Other platforms have to choose between static (above), or PIE:

# Use the same preamble as above ^ then:
go build -buildmode=pie -tags "cgo netgo osusergo"

Finally, since you are doing CGO, you should really take a serious look at how to harden your binary — linker options (relro, now, defs, noexecstack) and compiler / preprocessor options (-fstack-protector-strong, -fstack-clash-protection, -D_GLIBCXX_ASSERTION, -D_FORTIFY_SOURCE=2).

3. If you do really need netcgo

Probably because you really need NSS.

You are stuck with glibc (as previously mentioned, musl does not do NSS — although, an idea would be to run a localhost patched coreDNS that would provide the resolution you need).

And there is no known way to get a static binary in that case (PIE or otherwise).

This here is still a problem six years in (or should we say, twenty years in). It has been rehashed, over and over again. The resulting binary of compiling statically with netcgo against glibc will SIGSEGV.

What you can do, though, is to compile statically everything but glibc:

go build -tags "cgo netcgo osusergo" -ldflags "-linkmode=external -extldflags '-static-libgcc -static-libstdc++'"

This last approach is probably the best trade-off, since, anyway, even with a fully static binary (that would work), you would still need to ship alongside your binary the dynamic (exact same) version of glibc to use NSS… Mind blowing, right?

Take-away

NSS is a venerable (as in: old enough to buy property in Florida) piece of… tech.
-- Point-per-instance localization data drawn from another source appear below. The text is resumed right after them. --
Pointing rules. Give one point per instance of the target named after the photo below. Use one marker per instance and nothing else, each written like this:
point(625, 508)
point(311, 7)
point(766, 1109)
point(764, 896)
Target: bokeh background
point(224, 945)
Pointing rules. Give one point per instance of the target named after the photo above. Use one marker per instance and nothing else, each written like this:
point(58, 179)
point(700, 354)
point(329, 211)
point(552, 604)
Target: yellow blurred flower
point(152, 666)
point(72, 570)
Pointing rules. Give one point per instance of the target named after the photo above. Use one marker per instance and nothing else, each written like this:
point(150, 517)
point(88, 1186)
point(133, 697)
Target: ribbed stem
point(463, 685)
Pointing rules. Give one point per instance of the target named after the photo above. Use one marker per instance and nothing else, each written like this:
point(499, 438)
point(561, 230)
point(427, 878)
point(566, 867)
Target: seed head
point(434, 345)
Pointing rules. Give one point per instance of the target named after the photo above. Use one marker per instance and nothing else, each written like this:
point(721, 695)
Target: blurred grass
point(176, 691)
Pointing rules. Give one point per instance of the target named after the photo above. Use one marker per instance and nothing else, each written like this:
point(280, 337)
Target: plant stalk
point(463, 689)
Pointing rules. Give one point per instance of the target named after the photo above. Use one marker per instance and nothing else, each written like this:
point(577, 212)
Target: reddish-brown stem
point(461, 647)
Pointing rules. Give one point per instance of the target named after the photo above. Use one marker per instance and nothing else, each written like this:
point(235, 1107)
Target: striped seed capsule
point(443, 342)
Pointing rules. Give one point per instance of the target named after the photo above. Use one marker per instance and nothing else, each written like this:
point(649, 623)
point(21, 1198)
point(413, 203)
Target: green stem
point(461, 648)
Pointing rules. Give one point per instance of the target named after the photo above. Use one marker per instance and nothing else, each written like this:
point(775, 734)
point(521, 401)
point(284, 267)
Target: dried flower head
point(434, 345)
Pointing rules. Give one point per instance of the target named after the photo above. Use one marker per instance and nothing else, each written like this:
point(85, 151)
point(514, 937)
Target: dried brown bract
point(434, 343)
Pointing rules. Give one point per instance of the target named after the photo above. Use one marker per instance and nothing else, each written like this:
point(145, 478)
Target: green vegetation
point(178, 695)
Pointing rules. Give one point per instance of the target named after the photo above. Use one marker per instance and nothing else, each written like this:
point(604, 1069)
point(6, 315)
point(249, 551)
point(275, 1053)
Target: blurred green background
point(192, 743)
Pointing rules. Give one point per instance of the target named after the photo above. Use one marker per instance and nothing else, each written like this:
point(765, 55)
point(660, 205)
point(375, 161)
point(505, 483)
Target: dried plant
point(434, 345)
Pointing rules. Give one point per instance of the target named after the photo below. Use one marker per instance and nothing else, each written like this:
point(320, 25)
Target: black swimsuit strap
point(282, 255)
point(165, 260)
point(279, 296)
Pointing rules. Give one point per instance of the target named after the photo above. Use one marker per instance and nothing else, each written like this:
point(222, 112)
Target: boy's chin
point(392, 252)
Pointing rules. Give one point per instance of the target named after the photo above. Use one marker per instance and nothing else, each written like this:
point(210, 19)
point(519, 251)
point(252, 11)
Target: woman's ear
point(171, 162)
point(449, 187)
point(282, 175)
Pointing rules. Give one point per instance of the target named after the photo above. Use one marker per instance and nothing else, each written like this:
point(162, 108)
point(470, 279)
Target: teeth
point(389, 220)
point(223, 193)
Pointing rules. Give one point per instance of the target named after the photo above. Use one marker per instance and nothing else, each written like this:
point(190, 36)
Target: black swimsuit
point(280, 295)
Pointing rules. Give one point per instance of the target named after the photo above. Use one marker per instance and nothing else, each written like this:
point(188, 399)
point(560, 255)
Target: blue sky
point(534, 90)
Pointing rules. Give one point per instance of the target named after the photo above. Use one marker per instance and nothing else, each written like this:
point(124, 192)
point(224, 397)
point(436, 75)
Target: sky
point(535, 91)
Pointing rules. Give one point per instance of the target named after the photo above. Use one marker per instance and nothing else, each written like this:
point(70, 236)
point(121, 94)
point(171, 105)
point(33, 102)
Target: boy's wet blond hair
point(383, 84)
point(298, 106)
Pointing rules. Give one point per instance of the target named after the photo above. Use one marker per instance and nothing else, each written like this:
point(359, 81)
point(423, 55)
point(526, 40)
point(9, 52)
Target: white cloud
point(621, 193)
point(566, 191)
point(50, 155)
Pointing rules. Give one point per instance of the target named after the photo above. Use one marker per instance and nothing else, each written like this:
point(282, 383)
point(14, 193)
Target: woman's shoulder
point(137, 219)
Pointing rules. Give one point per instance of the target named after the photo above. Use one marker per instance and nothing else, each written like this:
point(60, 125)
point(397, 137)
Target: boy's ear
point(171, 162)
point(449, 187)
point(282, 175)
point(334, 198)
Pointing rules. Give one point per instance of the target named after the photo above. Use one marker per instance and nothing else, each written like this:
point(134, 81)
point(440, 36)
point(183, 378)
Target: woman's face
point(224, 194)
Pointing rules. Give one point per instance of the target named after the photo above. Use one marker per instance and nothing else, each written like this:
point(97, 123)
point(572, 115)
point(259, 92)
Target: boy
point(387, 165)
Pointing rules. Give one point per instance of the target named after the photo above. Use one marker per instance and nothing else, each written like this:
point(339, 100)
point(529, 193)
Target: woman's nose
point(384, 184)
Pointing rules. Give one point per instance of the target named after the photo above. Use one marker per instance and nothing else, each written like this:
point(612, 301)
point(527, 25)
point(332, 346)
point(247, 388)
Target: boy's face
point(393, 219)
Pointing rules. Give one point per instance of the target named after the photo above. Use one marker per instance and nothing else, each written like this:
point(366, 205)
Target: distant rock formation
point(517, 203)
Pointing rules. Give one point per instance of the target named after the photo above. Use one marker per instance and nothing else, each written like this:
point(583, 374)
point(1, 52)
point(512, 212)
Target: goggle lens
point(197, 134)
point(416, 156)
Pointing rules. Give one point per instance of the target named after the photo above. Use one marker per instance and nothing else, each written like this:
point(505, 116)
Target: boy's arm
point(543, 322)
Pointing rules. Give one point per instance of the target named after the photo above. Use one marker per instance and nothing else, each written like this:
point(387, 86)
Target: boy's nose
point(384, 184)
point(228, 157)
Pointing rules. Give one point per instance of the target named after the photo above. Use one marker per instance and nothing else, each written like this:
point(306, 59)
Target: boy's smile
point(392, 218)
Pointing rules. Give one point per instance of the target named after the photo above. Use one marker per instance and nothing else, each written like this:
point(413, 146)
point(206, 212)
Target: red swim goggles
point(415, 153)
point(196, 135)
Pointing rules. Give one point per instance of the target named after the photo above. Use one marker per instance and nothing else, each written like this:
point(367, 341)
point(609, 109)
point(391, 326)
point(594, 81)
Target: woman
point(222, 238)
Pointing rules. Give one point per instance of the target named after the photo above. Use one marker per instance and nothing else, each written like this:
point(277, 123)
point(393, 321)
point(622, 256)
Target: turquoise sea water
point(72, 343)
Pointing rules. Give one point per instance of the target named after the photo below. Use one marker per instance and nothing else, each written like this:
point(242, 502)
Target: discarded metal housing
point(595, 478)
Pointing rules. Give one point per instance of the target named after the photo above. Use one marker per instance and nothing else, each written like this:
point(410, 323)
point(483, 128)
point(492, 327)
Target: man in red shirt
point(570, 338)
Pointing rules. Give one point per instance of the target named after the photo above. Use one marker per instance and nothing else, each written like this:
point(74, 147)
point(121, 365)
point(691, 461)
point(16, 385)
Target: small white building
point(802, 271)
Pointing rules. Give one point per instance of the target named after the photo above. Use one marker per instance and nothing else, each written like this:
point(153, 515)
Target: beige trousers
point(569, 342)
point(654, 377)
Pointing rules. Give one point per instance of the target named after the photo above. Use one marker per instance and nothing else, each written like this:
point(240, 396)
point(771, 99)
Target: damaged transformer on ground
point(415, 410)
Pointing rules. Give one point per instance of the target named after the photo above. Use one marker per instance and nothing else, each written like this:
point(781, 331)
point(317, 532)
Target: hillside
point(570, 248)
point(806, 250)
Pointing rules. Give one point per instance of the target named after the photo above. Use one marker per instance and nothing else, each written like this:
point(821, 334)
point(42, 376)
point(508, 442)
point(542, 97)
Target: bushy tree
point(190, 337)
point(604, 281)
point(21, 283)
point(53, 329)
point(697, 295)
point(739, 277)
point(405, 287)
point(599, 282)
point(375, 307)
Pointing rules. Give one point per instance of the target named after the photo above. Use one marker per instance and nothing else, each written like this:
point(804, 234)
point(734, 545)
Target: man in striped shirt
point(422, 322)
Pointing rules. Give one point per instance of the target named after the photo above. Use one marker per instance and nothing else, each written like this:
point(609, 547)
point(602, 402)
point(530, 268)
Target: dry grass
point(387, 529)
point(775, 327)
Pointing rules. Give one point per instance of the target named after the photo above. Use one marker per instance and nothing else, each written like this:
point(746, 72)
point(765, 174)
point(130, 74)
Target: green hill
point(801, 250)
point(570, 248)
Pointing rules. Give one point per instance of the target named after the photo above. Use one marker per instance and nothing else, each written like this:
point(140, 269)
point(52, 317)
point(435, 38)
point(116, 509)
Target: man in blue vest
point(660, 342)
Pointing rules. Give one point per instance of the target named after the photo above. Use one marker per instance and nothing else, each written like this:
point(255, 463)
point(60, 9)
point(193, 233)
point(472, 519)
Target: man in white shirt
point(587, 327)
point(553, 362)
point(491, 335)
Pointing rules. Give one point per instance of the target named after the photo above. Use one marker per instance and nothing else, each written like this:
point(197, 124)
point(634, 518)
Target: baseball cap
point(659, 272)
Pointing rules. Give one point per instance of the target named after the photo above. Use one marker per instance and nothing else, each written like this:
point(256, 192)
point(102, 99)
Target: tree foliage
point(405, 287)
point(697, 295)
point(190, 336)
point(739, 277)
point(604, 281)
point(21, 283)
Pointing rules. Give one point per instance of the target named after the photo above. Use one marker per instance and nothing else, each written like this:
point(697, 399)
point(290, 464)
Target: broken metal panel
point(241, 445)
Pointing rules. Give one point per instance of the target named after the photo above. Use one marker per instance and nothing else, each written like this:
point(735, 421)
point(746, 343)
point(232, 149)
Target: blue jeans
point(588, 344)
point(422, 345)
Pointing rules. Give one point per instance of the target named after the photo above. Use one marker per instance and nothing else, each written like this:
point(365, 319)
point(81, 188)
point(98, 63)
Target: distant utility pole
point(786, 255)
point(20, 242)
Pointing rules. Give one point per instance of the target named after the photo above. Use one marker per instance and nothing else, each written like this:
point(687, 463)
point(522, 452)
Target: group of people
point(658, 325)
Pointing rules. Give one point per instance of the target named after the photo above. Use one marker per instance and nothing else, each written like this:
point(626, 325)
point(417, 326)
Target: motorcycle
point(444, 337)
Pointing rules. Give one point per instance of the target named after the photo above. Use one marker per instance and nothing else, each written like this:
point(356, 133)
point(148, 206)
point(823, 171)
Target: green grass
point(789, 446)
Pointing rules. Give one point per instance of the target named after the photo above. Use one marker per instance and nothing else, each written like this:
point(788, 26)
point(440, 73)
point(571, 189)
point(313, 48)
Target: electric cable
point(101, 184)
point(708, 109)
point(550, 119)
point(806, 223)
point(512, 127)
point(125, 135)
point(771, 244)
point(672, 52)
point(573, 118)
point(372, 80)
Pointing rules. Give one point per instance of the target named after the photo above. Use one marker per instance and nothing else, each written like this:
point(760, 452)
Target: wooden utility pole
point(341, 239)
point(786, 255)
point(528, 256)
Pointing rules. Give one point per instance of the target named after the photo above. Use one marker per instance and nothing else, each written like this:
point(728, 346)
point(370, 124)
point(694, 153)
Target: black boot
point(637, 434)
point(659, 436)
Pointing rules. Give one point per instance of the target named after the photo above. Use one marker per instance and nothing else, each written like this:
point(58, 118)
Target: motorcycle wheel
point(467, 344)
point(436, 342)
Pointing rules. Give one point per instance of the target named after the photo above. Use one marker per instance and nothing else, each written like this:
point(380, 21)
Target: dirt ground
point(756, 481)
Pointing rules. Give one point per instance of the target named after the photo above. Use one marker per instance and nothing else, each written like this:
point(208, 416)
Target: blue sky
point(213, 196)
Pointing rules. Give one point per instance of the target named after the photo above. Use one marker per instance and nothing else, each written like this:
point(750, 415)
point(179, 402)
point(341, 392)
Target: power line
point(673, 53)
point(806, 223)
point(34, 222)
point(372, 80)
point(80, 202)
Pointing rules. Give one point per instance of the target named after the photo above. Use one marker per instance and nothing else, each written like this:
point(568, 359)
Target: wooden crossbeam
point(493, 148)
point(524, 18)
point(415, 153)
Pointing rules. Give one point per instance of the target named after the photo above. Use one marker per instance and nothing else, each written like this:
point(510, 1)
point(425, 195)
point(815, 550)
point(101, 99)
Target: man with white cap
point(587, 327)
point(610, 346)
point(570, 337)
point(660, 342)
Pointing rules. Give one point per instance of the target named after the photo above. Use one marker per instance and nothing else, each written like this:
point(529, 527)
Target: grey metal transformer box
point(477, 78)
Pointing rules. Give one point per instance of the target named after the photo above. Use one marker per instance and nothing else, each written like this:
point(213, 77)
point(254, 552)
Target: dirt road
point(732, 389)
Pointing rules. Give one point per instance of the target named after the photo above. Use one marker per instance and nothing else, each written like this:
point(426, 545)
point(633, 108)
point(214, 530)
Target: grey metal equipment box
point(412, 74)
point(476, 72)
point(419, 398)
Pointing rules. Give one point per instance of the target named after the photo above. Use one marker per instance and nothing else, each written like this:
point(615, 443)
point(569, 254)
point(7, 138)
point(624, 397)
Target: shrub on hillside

It’s of course controversial, and there are good reasons why “obviously musl does not have (or want) NSS”. But then, no out-of-the-box support for mDNS for example is hard to defend.

glibc is even harder to defend nowadays though. Of course, it has been instrumental in the past twenty something years. But then, a wet glitter-stripped doormat, in its place, would have been instrumental just the same. The glory was in the function, not the essence.

There are clear, blatant reasons why modern stacks (like go) chose to do away with it (pretty much the same reasons they do away with openssl).

Then, there are still important pieces of tech written in C that have yet to be ported over to something that does not ^$!$`+/ù (and doing so will be costly). In that context, the ability to use CGO is both god-send and a curse. And one thing should be said about the go toolchain overall: it’s way too easy to produce broken binaries. I’m sure they are working on that, but right now, if you are poking the CGO-bear — be sure to watch your six. Hope that helps.

Notes, further reading, errata

Interesting reads

Credit trailer: auditing binaries

Use readelf — from package binutils — specifically -p .interp and -d.

File can still provide some information (if the version you have is not garbage), though you can get the same in a more reliable way out of readelf.

ldd will let you down.

Also have a look at hardening-check (from devscripts).